Glassware’s other big differentiator is its flexibility in distributed and hybrid cloud deployments. Building a multi–data center application hosting service requires advanced knowledge of both the core RDSH platform and external load balancing services to ensure connection requests are routed to the most appropriate server. Morelli’s approach with Glassware is to allow the customer to place servers wherever they are needed—be that in the cloud, a data center, or a branch office—and have the software take care of the rest.
Glassware looks to be a good fit for almost any organization that recognizes it needs an RDSH-style application hosting solution but is unwilling to take on the complexity of current-generation solutions. ISVs looking to take their shrink-wrapped software and deliver it as SaaS may also find Glassware attractive, especially in environments where the customer is looking for SaaS pricing and management, but with the performance and availability assurances that an on-premises deployment can bring. Glassware can’t challenge XenApp in terms of its ability to address the edge cases of enterprise application delivery, which is where XenApp excels, and there’s no VDI component to Glassware, which could be a big mark against it with some potential customers. Sphere 3D has chosen VMworld as the venue at which to relaunch the V3-developed VDI appliance and Desktop Cloud Orchestrator software, which, if memory serves, was a contender for Best of VMworld a couple of years back. However, as yet, neither product appears to integrate with the other.
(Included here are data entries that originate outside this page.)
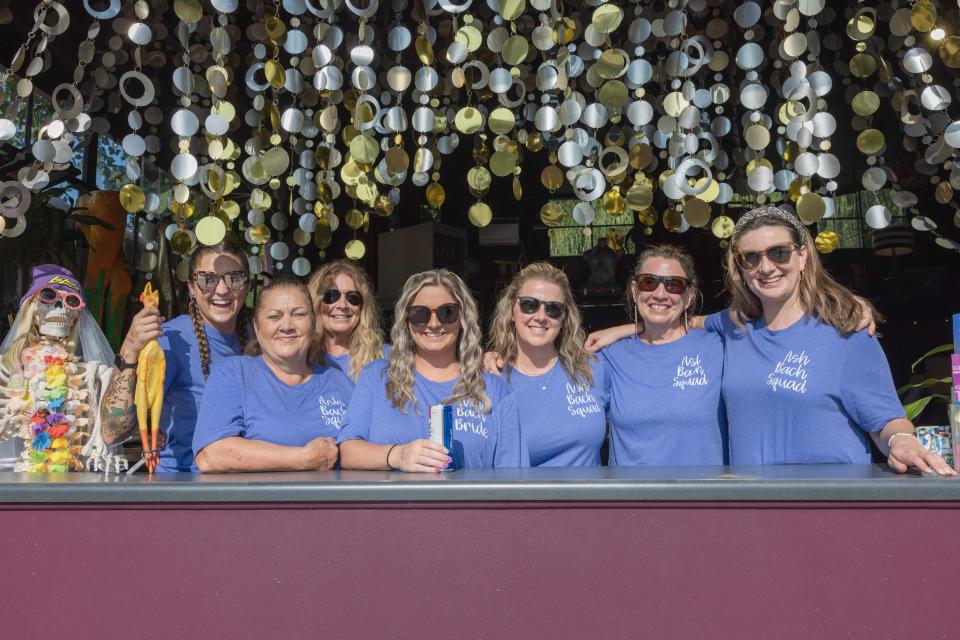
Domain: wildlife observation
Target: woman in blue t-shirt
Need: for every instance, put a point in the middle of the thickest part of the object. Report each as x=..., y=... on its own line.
x=801, y=384
x=664, y=380
x=279, y=410
x=193, y=344
x=436, y=359
x=348, y=318
x=559, y=386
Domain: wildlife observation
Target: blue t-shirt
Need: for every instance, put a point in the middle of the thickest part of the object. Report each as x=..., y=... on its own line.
x=665, y=404
x=183, y=386
x=479, y=440
x=244, y=398
x=803, y=394
x=563, y=423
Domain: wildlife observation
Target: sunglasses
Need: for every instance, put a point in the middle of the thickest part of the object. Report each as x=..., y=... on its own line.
x=419, y=315
x=49, y=295
x=529, y=306
x=208, y=281
x=673, y=284
x=330, y=296
x=777, y=254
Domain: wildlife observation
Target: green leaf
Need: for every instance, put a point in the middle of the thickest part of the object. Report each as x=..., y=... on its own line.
x=941, y=349
x=923, y=384
x=916, y=408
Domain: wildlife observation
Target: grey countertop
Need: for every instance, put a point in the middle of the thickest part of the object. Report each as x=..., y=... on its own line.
x=846, y=483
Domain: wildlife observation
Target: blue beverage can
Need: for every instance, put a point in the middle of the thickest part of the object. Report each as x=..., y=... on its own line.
x=441, y=427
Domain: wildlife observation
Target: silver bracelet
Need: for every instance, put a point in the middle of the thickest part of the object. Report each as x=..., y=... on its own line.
x=896, y=435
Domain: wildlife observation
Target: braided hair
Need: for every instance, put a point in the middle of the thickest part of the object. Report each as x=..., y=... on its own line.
x=242, y=328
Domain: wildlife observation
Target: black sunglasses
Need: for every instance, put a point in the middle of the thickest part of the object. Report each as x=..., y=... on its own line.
x=419, y=315
x=530, y=306
x=208, y=281
x=330, y=296
x=777, y=254
x=673, y=284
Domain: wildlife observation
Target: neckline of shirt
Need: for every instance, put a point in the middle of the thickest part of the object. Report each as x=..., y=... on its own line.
x=536, y=376
x=660, y=345
x=804, y=320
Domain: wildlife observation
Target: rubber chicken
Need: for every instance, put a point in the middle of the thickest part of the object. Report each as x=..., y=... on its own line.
x=151, y=368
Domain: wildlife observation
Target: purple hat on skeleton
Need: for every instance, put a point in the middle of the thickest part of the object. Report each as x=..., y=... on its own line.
x=51, y=275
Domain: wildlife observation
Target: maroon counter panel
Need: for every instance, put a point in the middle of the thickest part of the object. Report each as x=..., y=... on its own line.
x=579, y=569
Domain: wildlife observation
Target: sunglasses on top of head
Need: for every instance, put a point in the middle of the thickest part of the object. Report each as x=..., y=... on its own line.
x=419, y=315
x=330, y=296
x=777, y=254
x=529, y=306
x=673, y=284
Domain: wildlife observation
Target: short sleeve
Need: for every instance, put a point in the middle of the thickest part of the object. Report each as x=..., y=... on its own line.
x=602, y=384
x=511, y=449
x=221, y=409
x=867, y=391
x=357, y=420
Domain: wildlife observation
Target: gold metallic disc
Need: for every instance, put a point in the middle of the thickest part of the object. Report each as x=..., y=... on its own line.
x=355, y=249
x=870, y=141
x=552, y=177
x=722, y=227
x=613, y=203
x=436, y=195
x=826, y=241
x=811, y=207
x=480, y=214
x=478, y=178
x=131, y=198
x=210, y=231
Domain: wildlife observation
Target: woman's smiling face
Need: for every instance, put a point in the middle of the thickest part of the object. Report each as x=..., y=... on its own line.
x=284, y=325
x=773, y=283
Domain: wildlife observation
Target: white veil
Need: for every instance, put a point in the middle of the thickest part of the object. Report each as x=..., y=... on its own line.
x=92, y=347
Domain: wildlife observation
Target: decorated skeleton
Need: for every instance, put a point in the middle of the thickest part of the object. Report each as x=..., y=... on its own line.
x=55, y=365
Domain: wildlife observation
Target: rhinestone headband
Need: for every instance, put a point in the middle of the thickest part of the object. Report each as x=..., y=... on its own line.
x=767, y=212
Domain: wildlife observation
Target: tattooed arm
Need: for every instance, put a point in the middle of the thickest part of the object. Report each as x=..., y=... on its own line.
x=118, y=413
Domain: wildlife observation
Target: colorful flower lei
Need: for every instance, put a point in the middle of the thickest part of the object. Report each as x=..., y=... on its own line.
x=48, y=426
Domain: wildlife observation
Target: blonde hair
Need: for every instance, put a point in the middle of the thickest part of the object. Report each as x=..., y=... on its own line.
x=666, y=252
x=28, y=334
x=315, y=353
x=820, y=295
x=366, y=342
x=400, y=372
x=574, y=359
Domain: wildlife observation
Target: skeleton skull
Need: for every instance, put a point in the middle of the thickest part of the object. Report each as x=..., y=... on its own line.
x=56, y=312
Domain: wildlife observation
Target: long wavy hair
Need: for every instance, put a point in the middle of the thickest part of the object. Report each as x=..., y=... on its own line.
x=820, y=295
x=469, y=344
x=667, y=252
x=315, y=352
x=366, y=342
x=28, y=334
x=574, y=359
x=243, y=326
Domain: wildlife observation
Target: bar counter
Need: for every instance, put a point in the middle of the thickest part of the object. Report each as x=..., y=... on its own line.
x=819, y=551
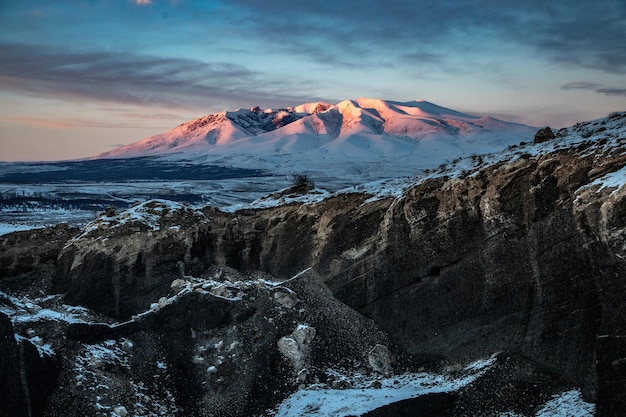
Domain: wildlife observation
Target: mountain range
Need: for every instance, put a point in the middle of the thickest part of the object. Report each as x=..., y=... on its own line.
x=367, y=138
x=493, y=286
As attractive as it is, Sphere 3D has some major challenges to overcome before its success is assured. Twenty years after Citrix was founded, software vendors still push back when it comes to supporting their desktop apps on a server OS. This problem will be doubly acute for Sphere 3D with its unique approach to application hosting, and it is one that will require careful management to address. However, while Sphere 3D’s approach to application hosting may be new, the challenges it faces are not. Sphere 3D is readying a vendor certification program to allow ISVs to self-certify their applications for use on Glassware—something that took Citrix many years to address. With this in place, the tight control that Sphere 3D has over the Glassware platform should help facilitate identification and resolution of any compatibility issues as they are uncovered.
Amongst the many thousands of products on display at VMworld 2014, all but three were no more than incremental updates to established products. CloudVolumes, while not strictly debuting this year, will create major opportunities, especially when it grows out of its EUC launch platform and takes over in the data center and cloud. The NVDIMM technology that SanDisk demoed will launch a new generation of hyperconverged platforms an order of magnitude faster than current SSD on PCI implementations. And Glassware, a hyperconverged app-hosting appliance, makes enterprise-class web-scale application hosting available to everyone.